Can everyone learn to organize and declutter their home? Even those of us who dwell a bit more in the right hemisphere of our brains? The ones who need to have everything visible, lest we fear losing it? Literally, and physically??? Or are only the more left-brained types, and those with some special organizing gene equipped to live a clutter-free life?
I recently finished reading Real Life Organizing: Clean and Clutter-Free in 15 Minutes-A-Day, by Cassandra Aarssen, which I reviewed here. While I have been known over the years to be overcome by a strong need to tear apart areas of my living spaces, make a huge mess while sorting and purging, then reassemble it, cleaner looking than when I began, I still had not yet honed my inner-organizer skills.
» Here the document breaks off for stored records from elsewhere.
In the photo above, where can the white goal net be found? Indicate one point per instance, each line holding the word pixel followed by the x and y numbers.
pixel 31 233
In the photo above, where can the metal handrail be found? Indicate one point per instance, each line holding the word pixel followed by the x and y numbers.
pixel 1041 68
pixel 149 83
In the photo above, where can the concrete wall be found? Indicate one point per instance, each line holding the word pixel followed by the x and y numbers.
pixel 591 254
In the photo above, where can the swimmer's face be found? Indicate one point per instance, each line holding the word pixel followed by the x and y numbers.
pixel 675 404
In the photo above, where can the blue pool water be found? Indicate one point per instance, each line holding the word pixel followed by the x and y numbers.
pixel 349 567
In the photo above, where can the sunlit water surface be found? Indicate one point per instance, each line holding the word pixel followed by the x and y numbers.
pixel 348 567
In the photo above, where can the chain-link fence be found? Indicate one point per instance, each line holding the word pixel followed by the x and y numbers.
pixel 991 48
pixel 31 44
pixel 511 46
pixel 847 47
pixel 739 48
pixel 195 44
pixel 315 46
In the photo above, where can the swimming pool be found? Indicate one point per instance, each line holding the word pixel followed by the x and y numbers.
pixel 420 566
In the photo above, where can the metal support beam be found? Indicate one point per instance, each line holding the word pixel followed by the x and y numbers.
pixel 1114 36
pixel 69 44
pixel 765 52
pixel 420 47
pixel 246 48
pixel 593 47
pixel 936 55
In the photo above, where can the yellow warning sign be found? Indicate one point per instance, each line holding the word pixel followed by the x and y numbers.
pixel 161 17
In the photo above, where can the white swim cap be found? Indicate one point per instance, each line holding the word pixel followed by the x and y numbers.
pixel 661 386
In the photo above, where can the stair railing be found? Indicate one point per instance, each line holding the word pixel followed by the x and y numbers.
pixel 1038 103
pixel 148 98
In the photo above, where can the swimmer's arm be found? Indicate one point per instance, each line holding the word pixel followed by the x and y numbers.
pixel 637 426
Aarssen's book offered some tips and solutions that made a lot of sense to me, and fit my criteria of being seemingly simple to implement.
I agree with Aarssen when she states that learning to organize and declutter your home can really transform and energize your life.
Welcome to my adventures in learning how to organize and declutter my own life, even while living in small apartments with minimal storage. Even as a right-brain, harmonizer butterfly/bee clutterbug type ~ living on a budget.
I have had a secret dream to own a home on a piece of land for many years. In my vision, my home has a nice, welcoming feel. A cozy sanctuary and retreat from the 'civilized' world, where all who enter can immediately feel at peace. A place to unwind, feel inspired to create, and find a cozy nook to read a book, journal, and rejuvenate. A place that nourishes the body, mind, and soul.
Of course in my imagination, my home has a nice zen-ish feel. Having a magazine picture worthy stylish kitchen and living room with clean lines, and tiny pops of color seems almost symbolic of what many people pine after ~ a clean and clutter-free environment that for many of us seems always just out of reach.
After all, a cluttered, unclean home is not very relaxing or inviting.
However, I began to think that having a zen style was more of a pipe dream. Knowing how my environments always tend to look, I began to believe I was somehow not wired to maintain a zen home environment, no matter how many times I attempted to organize and declutter my various living spaces.
Then again, maybe I am just not the zen type, and need to honor who I am, rather than try to fit into someone else's box ~ especially any type of box that is heavily marketed to us as the ideal. After all, one of my own main life themes has been to learn to trust my true nature, as I also hope to inspire with this site.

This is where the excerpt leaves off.